Мне удобно держаться однажды выбранной легенды: я пьяница, которому стать алкоголиком не дает редкое генетическое заболевание — алкоголь не может включиться в метаболизм клеток, так как его не пропускают мембраны моих митохондрий. Это — очевидная чушь, но когда-то мне удалось правдоподобно ее изложить — психологи, как и все мистики, трепещут перед естественными науками, — и коллеги в нее поверили. Как еще раньше поверили в то, что я человек ранимый и могу сорваться из-за совершеннейших мелочей.
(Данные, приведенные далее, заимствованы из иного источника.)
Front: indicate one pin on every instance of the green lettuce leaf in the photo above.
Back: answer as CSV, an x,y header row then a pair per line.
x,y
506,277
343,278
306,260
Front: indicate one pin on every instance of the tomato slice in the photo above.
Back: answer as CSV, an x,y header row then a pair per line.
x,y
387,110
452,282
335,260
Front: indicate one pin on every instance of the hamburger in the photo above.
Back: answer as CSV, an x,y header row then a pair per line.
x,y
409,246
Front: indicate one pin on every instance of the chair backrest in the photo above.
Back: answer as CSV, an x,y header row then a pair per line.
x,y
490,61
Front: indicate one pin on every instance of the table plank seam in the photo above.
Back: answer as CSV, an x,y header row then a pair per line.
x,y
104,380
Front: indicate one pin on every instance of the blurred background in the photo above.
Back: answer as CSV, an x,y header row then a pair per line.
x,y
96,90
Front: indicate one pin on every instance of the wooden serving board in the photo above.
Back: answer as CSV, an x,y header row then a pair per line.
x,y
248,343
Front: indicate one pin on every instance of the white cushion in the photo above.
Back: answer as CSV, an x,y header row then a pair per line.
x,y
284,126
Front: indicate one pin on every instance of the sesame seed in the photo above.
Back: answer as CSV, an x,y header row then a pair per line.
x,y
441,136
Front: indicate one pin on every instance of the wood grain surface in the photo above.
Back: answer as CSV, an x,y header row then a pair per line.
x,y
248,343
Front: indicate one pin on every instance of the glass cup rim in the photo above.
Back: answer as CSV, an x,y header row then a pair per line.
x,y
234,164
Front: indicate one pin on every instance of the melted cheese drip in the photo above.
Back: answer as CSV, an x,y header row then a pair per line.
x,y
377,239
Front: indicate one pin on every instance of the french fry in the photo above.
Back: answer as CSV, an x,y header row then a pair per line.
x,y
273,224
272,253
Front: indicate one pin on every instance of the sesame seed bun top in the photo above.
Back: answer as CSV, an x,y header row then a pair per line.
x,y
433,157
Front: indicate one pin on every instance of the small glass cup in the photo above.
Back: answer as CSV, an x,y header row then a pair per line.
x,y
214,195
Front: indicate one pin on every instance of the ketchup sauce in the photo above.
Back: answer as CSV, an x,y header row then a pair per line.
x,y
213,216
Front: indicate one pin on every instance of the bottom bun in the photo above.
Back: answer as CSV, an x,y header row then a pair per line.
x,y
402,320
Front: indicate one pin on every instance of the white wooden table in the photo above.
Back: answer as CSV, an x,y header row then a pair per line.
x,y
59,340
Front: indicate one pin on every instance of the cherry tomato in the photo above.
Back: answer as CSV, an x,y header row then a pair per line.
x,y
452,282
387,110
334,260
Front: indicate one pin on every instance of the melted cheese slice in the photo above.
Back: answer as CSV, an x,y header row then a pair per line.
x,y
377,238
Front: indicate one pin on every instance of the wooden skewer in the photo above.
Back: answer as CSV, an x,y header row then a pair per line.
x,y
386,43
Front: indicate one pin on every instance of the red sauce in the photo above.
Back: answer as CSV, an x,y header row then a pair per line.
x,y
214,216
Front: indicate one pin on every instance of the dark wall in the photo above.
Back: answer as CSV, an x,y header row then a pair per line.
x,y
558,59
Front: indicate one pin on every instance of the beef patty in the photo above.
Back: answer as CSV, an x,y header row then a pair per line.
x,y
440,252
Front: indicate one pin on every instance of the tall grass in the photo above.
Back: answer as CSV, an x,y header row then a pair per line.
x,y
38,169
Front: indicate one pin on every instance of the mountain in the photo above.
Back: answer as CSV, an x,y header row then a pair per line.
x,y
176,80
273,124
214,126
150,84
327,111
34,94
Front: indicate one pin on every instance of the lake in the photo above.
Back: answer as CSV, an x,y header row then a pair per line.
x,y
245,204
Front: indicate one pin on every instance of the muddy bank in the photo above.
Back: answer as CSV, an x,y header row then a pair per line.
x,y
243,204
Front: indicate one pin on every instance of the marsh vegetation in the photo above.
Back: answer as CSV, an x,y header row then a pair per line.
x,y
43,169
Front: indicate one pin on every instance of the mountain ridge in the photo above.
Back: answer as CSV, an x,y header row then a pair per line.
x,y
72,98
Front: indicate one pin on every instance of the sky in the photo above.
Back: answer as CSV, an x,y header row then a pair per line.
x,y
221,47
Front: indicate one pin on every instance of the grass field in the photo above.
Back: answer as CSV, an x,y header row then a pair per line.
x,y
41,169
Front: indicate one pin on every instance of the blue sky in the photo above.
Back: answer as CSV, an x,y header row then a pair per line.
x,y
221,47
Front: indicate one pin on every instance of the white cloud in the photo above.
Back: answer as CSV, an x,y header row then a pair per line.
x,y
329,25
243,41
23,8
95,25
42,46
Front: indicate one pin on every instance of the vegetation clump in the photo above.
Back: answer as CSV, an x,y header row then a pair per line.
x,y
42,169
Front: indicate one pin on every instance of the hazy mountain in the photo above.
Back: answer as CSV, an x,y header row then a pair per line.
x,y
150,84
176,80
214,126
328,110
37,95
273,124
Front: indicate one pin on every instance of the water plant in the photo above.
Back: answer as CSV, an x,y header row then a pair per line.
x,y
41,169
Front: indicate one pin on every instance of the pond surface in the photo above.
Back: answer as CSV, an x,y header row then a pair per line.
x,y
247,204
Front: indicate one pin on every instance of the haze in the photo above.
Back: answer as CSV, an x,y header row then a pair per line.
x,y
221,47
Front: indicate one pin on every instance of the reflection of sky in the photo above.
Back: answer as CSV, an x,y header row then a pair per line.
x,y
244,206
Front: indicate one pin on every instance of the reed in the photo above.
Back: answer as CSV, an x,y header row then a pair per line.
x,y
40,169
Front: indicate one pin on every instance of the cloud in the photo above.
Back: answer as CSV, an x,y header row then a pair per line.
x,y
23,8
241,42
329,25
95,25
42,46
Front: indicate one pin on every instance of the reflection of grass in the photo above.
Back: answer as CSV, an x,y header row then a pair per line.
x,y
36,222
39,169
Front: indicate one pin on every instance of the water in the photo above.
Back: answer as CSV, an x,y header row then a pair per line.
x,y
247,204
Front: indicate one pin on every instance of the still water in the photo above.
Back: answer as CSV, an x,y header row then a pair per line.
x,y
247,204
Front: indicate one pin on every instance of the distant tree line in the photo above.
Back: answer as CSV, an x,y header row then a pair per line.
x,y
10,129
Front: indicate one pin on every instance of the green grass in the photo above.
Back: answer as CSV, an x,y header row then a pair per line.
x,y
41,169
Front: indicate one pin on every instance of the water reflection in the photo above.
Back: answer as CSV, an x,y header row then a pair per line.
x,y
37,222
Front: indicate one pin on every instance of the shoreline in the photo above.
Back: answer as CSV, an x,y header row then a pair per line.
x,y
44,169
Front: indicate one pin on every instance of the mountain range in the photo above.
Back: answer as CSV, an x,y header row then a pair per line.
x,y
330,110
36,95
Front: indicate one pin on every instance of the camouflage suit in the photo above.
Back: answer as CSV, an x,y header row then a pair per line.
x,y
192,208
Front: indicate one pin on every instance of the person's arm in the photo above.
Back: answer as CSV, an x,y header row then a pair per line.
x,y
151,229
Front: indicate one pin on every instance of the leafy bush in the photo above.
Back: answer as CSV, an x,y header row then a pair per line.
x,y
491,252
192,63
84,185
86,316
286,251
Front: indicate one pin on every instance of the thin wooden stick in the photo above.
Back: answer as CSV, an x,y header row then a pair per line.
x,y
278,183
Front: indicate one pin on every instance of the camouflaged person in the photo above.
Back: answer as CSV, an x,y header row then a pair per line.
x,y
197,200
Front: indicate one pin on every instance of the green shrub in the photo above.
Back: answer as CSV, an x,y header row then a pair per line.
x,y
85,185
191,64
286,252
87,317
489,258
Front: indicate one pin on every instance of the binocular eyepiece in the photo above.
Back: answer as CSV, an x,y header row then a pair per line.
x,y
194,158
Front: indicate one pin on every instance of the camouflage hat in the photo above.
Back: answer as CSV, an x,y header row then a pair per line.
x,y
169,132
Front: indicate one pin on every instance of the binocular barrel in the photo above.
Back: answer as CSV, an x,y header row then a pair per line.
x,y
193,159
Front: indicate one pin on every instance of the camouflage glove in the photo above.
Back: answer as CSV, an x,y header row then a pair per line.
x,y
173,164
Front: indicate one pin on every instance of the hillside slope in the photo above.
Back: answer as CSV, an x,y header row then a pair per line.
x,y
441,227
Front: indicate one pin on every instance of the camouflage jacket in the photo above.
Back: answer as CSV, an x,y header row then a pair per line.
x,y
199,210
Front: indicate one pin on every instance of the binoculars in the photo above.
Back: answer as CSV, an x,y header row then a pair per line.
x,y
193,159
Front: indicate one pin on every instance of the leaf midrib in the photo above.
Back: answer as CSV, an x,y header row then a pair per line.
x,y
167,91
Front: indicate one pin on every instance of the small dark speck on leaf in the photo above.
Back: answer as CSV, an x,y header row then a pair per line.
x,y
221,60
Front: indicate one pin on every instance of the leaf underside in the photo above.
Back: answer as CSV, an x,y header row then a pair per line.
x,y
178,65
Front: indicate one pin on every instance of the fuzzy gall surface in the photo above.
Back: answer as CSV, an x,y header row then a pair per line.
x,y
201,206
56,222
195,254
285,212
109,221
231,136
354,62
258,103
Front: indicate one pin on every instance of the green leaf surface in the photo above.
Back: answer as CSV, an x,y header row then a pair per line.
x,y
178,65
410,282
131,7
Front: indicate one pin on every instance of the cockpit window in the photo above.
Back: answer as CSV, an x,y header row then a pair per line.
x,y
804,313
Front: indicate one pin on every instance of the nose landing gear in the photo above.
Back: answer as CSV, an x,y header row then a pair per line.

— Что тебя расстроило на этот раз?
— С чего ты взял?
— В среду ты сказался больным, просил два отгула, в четверг и пятницу, в понедельник мы не могли тебя найти целый день, сегодня, во вторник, искали с самого утра. Я подумал — ты решил расслабиться. Кстати, — он сделал еще один, шумный глоток — почему себе не налил? Не желаешь? Предпочитаешь, чтобы я поухаживал?
— Нет… А вообще — давай!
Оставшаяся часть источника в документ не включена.